Teachers describe eerily similar essays and uniform code styles that pop up when generative systems do the heavy lifting. The work typically seems pristine but empty — the product of individuals who struggle with little understanding of logic, evidence or trade-offs. It’s the academic equivalent of fast food — convenient, consistent and nutritionally light.

Table of Contents
  • A Shortcut With Long-Term Costs for Student Learning
  • Pushback from Classrooms and Campuses Intensifies
  • What Responsible Use Is in Classrooms and Coursework
  • Skills Employers Continue to Look For in New Graduates
  • The Privacy and Equity Issues Raised by Classroom A.I.
  • A Practical Path Forward for Teaching with Generative A.I.
Students use AI on laptops in classroom as teachers worry about skills

A Shortcut With Long-Term Costs for Student Learning

Computer science professors say many first-time entrants can make the code compile into a syntactically proper, working solution but are unable to explain their reasoning regarding their algorithmic approach or trace execution.
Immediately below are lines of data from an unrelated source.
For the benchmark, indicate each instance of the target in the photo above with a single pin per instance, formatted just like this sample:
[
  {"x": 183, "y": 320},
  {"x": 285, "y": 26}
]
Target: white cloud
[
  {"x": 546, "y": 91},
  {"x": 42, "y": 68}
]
As one educator described it, students “can drive the autopilot but not land the plane.” The result is brittle competence: speed on familiar tasks, confusion in new ones.

Survey data back the trend. Polls by the Pew Research Center, Intelligent.com and Common Sense Media show many students have tried generative A.I., often for homework or writing, with many using it to finish parts of assignments. Turnitin regularly reports millions of papers flagged for signs of A.I. writing, highlighting how far-reaching the change has now become.

The peril, experts say, is not that A.I. will rise up and attack us, but that people will so trust artificial intelligence that they may lose critical thinking skills. According to OECD research, basic skills — reading comprehension, numeracy and algorithmic thinking — correlate strongly with job mobility and earning power. Skipping the grind can cause slumps later.

Pushback from Classrooms and Campuses Intensifies

Yet a growing contingent of faculty members and educational researchers has been calling upon colleges not to adopt A.I. so uncritically. An open letter from technology professors urges universities to resist hype, protect academically rigorous standards and put critical thinking at the forefront. The message is getting through: Departments are rebalancing assessments to emphasize in-class writing, whiteboard problem-solving, oral defenses and “unplugged” labs.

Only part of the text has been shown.